The Texas A&M Aggies will owe Jimbo Fisher a whopping $76 million, shattering the previous buyout record of a college coach

When the Texas A&M Aggies hired Jimbo Fisher to replace Kevin Sumlin in 2017, it was supposed to represent a turning point in the future of the program. 

No longer would the Aggies be running on the treadmill of mediocrity. No longer would they tolerate failure. It was championships, lots of them, or nothing. 

They paid him like it too, signing him to a massive extension through 2031, that would pay him $9.6 million per year. 

But as it turns out, that decision was nothing short of a disaster of epic proportions, with the Aggies now owing Fisher the largest buyout for a college football head coach in the history of the sport, at $76 million after his firing on Sunday - shattering the previous record of $21.45 for Gus Malzahn at Auburn. 

Unfortunately for the Aggies, it won't end there either, all told with the staff in place, the true total the program will have to pay to move on from Fisher's regime will cost more in the neighborhood of $150 million.

That is how badly the decision-makers at Texas A&M wanted to move on from Fisher - And it's easy to see why. 

Jimbo Fisher during the Texas A&M Aggies matchup vs. the Ole Miss Rebels.

Jimbo Fisher during the Texas A&M Aggies matchup vs. the Ole Miss Rebels.

Over his six years in College Station, Fisher was 45-25 and 27-21 in conference, winning three bowl games, and never winning more than nine games in a season. Last season's 5-7 campaign, in fact, was the worst for the program since Dennis Francione ran the program in 2003 and finished at 4-8. 
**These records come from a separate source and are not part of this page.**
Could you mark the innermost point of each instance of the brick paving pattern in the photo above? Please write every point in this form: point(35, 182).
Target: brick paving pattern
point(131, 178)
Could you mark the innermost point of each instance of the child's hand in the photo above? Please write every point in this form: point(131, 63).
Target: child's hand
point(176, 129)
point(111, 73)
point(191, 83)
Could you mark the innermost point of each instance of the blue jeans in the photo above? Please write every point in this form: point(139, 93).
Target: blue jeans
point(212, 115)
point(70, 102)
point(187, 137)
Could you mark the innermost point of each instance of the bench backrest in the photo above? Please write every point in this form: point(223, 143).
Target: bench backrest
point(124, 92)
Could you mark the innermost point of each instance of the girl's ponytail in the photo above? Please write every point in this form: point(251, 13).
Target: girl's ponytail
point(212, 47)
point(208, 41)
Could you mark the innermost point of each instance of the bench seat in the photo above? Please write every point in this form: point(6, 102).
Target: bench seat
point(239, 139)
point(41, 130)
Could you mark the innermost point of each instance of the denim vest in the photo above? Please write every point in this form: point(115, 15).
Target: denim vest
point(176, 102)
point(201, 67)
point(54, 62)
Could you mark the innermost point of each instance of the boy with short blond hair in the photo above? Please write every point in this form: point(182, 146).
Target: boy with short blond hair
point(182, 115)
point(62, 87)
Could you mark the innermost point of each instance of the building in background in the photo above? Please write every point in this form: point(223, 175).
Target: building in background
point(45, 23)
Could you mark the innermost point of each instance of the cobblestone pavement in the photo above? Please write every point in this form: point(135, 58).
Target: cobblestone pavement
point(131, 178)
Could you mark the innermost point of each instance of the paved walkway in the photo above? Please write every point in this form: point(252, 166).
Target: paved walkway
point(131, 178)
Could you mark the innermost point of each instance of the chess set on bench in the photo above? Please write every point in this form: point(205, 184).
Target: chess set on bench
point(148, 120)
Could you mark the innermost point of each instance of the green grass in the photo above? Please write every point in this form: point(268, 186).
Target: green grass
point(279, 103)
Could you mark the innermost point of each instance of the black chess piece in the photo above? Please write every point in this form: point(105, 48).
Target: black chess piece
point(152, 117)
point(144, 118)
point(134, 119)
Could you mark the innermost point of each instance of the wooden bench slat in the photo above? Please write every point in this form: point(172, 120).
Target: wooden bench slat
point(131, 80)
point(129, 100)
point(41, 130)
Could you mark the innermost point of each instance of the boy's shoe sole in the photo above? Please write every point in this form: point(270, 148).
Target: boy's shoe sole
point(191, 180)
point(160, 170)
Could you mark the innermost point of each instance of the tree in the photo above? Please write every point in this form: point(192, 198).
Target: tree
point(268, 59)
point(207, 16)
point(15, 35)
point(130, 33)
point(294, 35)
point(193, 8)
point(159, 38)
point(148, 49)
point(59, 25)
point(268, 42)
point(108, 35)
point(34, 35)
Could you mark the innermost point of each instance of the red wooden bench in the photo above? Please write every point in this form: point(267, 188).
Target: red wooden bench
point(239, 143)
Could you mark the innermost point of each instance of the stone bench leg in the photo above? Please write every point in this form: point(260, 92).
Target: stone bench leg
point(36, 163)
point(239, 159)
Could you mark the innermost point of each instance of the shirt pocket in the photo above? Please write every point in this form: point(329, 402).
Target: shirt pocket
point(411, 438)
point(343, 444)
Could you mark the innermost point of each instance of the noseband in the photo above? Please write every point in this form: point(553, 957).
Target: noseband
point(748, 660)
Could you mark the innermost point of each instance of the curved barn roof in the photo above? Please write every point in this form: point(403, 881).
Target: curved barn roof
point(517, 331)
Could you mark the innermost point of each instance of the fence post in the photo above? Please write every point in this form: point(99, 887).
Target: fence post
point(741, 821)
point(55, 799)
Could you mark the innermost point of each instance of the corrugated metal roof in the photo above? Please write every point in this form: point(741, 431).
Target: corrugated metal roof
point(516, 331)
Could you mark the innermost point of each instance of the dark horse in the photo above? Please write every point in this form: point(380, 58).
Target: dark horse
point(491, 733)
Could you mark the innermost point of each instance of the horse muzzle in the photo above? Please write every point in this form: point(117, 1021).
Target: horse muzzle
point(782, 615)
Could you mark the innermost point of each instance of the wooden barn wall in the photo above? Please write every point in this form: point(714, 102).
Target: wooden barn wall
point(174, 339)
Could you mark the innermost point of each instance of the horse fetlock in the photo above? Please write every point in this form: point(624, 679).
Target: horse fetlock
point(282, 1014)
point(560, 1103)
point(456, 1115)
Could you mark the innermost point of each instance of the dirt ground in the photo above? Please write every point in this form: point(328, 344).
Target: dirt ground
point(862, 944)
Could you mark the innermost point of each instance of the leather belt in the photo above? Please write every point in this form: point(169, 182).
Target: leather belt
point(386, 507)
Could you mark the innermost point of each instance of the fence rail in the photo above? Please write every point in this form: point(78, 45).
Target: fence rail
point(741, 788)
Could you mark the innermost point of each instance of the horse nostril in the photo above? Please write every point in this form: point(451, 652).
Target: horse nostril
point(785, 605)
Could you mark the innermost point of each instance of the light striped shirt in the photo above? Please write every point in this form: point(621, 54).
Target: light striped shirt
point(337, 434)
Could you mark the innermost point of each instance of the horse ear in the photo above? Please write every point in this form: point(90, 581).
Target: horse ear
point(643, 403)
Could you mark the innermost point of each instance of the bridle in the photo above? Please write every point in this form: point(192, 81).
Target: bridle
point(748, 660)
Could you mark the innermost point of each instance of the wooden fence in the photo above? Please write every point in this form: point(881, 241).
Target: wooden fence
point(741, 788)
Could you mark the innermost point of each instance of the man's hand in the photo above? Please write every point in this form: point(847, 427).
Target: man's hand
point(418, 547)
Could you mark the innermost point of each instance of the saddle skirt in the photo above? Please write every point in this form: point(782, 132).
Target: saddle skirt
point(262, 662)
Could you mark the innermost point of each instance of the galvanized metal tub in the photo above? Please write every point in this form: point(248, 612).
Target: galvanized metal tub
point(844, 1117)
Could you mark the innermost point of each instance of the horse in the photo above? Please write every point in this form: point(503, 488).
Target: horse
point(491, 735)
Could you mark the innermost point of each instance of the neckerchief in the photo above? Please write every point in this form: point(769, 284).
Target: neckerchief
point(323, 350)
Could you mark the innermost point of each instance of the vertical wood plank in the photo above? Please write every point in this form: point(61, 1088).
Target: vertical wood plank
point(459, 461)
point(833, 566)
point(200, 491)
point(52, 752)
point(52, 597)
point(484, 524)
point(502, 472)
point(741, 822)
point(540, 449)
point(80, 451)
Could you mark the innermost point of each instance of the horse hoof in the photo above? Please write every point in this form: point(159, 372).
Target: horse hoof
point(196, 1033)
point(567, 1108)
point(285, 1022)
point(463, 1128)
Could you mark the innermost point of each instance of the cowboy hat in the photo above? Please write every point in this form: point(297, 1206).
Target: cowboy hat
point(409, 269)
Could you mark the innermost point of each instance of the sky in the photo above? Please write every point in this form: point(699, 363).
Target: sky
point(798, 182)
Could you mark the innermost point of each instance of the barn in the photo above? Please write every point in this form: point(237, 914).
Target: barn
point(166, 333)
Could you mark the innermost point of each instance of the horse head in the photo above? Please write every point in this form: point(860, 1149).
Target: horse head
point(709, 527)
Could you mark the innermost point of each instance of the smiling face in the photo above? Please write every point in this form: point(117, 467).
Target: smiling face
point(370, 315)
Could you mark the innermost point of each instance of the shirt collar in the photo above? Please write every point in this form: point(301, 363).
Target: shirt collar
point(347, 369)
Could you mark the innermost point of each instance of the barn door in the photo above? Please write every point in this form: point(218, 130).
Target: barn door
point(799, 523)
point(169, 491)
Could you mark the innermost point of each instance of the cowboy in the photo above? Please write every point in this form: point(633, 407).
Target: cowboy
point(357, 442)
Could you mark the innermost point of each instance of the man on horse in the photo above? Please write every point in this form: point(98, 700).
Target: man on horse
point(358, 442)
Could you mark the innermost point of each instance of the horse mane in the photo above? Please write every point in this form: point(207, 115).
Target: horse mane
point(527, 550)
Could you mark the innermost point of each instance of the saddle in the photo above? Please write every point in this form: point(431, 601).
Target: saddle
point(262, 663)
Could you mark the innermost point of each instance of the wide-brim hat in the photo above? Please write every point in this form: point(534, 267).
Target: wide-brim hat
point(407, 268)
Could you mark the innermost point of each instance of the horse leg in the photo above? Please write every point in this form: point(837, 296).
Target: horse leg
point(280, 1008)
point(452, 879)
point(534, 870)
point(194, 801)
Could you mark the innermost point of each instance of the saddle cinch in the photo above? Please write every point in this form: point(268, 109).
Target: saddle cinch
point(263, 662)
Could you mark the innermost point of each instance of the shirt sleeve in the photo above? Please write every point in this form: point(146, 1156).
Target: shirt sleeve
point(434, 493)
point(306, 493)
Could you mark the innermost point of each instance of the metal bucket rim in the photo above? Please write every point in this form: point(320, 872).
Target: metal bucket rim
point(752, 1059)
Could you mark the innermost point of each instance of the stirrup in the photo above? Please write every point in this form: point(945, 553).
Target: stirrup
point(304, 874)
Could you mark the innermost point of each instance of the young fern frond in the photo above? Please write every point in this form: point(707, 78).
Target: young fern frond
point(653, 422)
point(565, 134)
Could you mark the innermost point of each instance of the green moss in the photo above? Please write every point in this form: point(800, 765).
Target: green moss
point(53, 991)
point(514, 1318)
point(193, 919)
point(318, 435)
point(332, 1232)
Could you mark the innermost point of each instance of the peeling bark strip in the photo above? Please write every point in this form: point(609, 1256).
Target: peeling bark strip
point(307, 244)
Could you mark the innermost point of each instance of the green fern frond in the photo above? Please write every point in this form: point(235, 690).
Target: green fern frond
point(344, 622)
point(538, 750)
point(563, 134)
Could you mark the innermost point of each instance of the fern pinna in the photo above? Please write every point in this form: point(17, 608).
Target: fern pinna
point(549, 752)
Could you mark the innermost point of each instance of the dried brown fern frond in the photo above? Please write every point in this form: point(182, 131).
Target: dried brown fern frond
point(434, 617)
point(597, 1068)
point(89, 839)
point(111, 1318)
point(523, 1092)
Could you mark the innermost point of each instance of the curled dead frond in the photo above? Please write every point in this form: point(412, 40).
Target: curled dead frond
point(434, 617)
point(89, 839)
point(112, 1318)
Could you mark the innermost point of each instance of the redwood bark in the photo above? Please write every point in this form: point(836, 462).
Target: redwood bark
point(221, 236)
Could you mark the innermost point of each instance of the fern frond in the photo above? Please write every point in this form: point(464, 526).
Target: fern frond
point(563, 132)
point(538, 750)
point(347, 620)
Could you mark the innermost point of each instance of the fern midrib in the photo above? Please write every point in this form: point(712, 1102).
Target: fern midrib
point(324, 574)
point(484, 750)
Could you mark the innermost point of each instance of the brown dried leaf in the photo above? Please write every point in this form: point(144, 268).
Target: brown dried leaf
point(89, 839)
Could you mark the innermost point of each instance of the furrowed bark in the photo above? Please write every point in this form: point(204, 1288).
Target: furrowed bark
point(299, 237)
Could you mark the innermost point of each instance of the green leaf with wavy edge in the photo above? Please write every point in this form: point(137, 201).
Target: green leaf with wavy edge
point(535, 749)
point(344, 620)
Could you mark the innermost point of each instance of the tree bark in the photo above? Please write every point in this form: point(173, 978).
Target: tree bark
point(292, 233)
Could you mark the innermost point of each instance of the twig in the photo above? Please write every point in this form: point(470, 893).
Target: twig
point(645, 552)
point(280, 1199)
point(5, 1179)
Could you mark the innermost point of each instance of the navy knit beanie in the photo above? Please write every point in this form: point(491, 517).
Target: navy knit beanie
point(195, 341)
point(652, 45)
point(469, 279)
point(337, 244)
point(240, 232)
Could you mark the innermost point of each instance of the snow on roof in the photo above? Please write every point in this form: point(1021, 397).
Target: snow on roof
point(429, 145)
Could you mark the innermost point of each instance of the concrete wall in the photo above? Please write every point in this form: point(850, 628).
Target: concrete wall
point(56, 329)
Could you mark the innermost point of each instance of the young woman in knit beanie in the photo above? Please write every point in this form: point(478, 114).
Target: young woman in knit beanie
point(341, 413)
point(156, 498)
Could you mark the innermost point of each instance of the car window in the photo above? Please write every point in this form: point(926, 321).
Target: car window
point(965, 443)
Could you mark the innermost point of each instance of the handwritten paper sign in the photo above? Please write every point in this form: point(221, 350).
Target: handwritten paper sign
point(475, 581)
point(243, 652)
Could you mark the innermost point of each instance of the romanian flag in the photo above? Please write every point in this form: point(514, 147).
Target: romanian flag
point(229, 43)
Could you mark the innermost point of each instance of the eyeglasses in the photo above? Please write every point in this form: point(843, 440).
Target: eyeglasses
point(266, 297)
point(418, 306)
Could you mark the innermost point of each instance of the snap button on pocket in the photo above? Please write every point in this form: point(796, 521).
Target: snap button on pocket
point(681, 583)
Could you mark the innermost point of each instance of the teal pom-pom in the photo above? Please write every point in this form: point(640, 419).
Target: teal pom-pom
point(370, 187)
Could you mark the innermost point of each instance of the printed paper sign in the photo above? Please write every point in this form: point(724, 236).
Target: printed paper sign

Sumlin, meanwhile - who Fisher was brought in to replace - finished his A&M tenure with a 51-26 record, won three bowl games, and guided the Aggies to an 11-2 record in 2011.

To make things even worse for the Aggies, their historically good recruiting efforts over the last handful of years, particularly in 2022, were not enough to overcome Fisher's ineptitude in leading the program.

Now, given the landscape of college football as we know it, it would not be unreasonable to assume that many of those players could decide to move on from the program via the NCAA Transfer Portal.

In other words, rather than taking a step forward and entering the arena of college football elites with their 'national championship head coach', the Aggies took a massive step back.

And unless they make a home run hire over the next few weeks to save face, the Fisher tenure will turn out to be arguably one of the biggest coaching disasters in college football history.